Oxygen is a fundamental factor for ecosystem functioning that has varied dramatically through the aeons, leading to significant extinctions and modulation of marine communities.
Climate change and anthropogenic pressures, such as eutrophication, have contributed substantially to ocean deoxygenation and exacerbated hypoxia levels, impacting the behaviour, physiology, and ecology of marine life.
This is particularly true for productive marine ecosystems that are often characterized by seasonal and diel fluctuations of oxygen.
Marine ecosystems, such as coral reefs, mangroves, and seagrasses, experience different daily oxygen conditions ranging from hyperoxia to anoxia.

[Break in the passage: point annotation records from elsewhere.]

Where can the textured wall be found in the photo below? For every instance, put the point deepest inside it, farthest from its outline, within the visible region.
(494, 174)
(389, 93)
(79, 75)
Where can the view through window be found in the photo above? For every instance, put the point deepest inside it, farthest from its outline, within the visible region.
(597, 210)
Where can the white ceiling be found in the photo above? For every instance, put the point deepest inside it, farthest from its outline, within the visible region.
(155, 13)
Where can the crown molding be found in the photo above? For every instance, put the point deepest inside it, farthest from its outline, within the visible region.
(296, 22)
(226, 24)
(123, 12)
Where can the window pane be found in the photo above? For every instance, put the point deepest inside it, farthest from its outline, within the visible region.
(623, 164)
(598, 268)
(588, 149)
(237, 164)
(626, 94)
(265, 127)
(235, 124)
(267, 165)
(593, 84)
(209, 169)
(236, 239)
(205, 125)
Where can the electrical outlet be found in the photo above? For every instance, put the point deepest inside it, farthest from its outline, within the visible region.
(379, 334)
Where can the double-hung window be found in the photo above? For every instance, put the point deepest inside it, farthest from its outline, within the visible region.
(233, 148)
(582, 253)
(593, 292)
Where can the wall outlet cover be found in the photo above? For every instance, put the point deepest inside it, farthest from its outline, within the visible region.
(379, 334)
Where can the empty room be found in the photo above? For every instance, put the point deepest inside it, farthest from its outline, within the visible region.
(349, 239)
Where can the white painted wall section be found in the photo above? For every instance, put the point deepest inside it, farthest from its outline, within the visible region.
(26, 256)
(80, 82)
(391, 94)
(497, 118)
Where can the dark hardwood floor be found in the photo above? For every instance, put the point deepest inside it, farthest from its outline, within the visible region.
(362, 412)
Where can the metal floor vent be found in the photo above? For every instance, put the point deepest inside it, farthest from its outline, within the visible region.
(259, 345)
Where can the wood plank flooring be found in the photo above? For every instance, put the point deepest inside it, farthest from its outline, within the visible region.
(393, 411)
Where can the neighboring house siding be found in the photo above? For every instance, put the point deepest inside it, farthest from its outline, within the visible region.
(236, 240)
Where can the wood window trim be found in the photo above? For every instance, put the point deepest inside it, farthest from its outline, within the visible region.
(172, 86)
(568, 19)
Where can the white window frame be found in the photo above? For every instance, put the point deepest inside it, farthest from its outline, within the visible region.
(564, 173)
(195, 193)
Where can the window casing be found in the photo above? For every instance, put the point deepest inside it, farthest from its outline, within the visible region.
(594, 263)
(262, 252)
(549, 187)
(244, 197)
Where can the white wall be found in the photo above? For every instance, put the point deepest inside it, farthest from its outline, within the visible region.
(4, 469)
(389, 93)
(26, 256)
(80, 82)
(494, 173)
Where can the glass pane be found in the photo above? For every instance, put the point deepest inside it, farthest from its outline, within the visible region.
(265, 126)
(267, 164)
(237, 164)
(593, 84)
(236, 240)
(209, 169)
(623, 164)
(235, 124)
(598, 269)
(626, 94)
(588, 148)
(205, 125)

Changing oxygen regimes on coral reefs have been exacerbated by anthropogenic factors at different spatiotemporal scales.
This variation affects the productivity, respiration, and calcification of reefs, and influences the interaction between corals, mutualists, competitors, and pathogens. To date, research has predominantly focused on deoxygenation and hypoxia.

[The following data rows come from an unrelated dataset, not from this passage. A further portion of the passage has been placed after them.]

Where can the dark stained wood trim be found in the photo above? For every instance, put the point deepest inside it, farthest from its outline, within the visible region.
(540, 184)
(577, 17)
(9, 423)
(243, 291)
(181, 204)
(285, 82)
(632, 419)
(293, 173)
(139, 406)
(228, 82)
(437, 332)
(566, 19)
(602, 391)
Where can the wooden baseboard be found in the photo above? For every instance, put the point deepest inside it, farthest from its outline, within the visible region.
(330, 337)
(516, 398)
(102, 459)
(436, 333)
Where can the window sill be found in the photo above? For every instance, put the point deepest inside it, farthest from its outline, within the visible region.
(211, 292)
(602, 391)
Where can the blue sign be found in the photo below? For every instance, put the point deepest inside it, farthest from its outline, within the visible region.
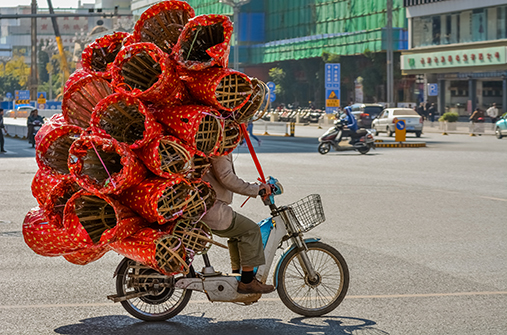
(332, 87)
(400, 125)
(53, 104)
(432, 90)
(22, 95)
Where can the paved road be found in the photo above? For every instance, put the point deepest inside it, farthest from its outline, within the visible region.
(422, 229)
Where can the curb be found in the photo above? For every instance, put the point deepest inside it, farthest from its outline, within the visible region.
(401, 145)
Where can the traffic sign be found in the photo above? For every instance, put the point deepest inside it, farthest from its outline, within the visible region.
(41, 100)
(332, 87)
(432, 90)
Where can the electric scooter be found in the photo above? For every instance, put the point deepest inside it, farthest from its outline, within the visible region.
(334, 135)
(311, 277)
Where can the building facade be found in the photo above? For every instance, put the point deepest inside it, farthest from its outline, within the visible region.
(461, 45)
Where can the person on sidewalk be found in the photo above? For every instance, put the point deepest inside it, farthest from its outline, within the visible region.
(2, 129)
(493, 114)
(245, 241)
(476, 122)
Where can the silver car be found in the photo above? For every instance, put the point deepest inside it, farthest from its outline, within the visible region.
(386, 121)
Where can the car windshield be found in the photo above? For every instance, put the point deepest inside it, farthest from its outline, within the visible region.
(405, 112)
(373, 110)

Conversely, the study of the impacts of oxygen fluctuations at an ecologically relevant scale on coral reefs has received far less attention.
Therefore, in this PhD project I will identify and model the predictability, periodicity and magnitude of oxygen fluctuations in global coral reefs through time series analyses.
The information obtained will then be used to assess the impacts of oxygen fluctuations on coral ontogeny and reef organisms by using Trapezia crabs and Alpheus shrimps as model organisms.